Borosage spent those years working on the Senate campaigns of the late Paul Wellstone, Barbara Boxer and Carol Moseley Braun before deciding to cast his net even wider.

Today, Borosage's main job is as co-director of the Institute for America's Future, a 501(c)3 nonprofit group, and its 501(c)4 counterpart, the Campaign for America's Future. The groups are dedicated to formulating the Left's message and building ties among left-wing groups.

CAF and IAF's boards of directors read like who's who of the Left: Former AFL-CIO President John Sweeney; Nation editor-in-chief Katrina vanden Heuvel; Actor Warren Beatty; board president Eli Pariser; and NAACP senior vice president Hilary Shelton, among others.

He boasts of close relationship with top Democrats like Nancy Pelosi and Dick Durbin.

"I'd say we are the bridge," Borosage said. "We are attuned to the grassroots and in touch with the progressive leadership in Congress."

CAF hosts the largest annual conference of liberal groups in the U.S. -- the mirror image of the right's annual Conservative Political Action Conference (aka CPAC) events.

For many years it was called the "Take Back America Conference." Last year, that was amended to the "Take Back the American Dream Conference" as it incorporated Rebuild the Dream, an organization founded by Van Jones.

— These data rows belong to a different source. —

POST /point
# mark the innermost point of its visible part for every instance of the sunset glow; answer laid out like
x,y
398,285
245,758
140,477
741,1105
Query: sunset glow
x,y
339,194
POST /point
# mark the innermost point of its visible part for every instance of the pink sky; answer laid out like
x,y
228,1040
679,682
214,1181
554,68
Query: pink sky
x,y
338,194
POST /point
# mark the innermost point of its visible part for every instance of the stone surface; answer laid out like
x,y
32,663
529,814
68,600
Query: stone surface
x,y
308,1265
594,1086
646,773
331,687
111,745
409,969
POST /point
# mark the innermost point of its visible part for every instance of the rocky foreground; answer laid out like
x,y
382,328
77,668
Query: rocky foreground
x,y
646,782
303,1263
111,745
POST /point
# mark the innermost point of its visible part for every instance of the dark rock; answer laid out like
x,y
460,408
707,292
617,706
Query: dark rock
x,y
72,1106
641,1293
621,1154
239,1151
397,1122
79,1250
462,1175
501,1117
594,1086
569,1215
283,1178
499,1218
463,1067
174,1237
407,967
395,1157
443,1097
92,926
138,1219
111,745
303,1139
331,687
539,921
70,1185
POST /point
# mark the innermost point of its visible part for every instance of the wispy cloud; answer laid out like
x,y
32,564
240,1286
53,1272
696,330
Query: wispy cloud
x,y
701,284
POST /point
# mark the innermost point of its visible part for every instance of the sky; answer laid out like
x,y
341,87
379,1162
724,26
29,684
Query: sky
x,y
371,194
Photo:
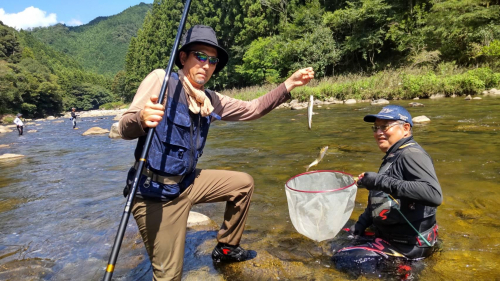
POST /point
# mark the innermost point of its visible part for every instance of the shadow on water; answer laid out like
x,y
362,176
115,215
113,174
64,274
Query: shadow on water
x,y
60,205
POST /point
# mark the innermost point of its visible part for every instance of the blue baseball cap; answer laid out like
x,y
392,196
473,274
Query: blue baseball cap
x,y
391,112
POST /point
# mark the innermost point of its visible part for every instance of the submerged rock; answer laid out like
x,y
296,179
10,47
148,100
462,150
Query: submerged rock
x,y
114,134
95,131
298,106
437,96
196,218
421,119
10,156
414,104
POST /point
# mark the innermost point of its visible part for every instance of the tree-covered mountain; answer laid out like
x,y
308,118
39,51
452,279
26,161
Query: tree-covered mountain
x,y
37,80
99,46
268,39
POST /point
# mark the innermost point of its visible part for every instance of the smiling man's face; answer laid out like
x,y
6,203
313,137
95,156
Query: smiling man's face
x,y
393,133
196,71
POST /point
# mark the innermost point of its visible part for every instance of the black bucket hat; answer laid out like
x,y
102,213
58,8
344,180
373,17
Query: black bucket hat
x,y
202,34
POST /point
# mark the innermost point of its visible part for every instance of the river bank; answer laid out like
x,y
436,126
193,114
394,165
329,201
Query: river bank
x,y
60,205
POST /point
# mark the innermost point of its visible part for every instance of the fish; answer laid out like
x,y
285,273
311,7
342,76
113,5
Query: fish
x,y
317,160
309,111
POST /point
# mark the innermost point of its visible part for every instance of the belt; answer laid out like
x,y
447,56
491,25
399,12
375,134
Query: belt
x,y
160,179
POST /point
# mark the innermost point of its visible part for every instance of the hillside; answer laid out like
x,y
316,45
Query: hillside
x,y
37,80
99,46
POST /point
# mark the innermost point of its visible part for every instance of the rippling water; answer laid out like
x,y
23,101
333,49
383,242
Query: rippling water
x,y
60,205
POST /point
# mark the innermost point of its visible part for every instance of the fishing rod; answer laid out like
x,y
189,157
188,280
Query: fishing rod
x,y
126,213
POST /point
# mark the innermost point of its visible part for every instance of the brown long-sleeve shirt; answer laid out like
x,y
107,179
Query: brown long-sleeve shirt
x,y
227,108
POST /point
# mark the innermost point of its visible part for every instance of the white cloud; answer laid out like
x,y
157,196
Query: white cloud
x,y
74,22
30,17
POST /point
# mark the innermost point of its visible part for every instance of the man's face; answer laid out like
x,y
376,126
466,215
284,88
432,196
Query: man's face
x,y
196,71
393,133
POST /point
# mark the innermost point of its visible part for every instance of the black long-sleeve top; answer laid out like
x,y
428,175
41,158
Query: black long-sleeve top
x,y
407,174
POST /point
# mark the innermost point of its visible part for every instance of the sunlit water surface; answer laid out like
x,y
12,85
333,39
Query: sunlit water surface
x,y
60,205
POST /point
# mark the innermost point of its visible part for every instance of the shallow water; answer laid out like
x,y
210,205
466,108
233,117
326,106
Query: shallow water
x,y
61,204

But running CAF and IAF is just one of the many hats Borosage wears. He is also founder and chairman of Progressive Majority, a PAC that recruits left-wing candidates at the state and local level. "We thought we had better build a pipeline" to create farm teams for House and Senate races, he explained.

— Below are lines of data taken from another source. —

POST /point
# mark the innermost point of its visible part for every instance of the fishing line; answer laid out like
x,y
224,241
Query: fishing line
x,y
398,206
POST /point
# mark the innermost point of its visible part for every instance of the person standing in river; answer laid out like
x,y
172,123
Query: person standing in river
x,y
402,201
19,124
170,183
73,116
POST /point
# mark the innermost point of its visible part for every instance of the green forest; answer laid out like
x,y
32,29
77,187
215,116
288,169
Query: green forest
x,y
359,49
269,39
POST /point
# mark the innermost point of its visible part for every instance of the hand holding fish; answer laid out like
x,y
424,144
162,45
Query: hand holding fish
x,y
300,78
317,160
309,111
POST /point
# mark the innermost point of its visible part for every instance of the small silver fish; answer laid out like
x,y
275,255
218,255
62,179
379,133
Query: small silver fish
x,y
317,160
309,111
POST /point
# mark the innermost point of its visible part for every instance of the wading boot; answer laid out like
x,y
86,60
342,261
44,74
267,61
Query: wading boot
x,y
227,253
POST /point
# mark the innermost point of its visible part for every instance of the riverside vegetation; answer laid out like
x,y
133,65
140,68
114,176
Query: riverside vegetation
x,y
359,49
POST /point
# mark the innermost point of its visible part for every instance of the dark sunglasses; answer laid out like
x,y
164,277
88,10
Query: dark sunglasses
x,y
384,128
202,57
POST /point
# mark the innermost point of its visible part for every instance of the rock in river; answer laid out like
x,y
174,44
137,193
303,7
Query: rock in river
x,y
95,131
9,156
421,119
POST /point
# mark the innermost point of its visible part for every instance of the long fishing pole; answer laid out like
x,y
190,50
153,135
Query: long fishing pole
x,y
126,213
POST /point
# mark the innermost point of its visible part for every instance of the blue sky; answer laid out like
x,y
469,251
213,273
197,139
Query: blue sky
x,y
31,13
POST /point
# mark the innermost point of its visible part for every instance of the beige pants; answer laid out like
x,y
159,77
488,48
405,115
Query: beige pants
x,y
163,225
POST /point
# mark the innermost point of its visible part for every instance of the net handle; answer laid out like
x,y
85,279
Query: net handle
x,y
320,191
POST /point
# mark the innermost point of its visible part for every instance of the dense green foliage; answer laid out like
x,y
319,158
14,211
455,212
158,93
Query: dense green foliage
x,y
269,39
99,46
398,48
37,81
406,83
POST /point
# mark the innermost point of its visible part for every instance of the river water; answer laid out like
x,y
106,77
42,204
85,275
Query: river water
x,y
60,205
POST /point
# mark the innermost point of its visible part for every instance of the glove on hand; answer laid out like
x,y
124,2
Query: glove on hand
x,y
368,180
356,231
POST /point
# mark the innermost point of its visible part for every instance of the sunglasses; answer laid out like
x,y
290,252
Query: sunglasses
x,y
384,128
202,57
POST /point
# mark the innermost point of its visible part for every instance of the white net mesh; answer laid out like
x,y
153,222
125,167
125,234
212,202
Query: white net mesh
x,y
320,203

Borosage was instrumental in founding the Apollo Alliance, a coalition of Big Labor and environmentalists to push for renewable energy projects. It became the blueprint for President Obama's multibillion green energy push (which has spent massively with negligible results).

Looking back at 2012, Borosage is pleased that the White House was pushed into embracing economic populism, noting that President Obama is "not instinctively populist." He hopes to get the White House to continue taking on "gilded age inequality."

"We're going to be pushing the boundaries of debate," he said.

Unspoken is that the boundaries have already moved a long way in his direction.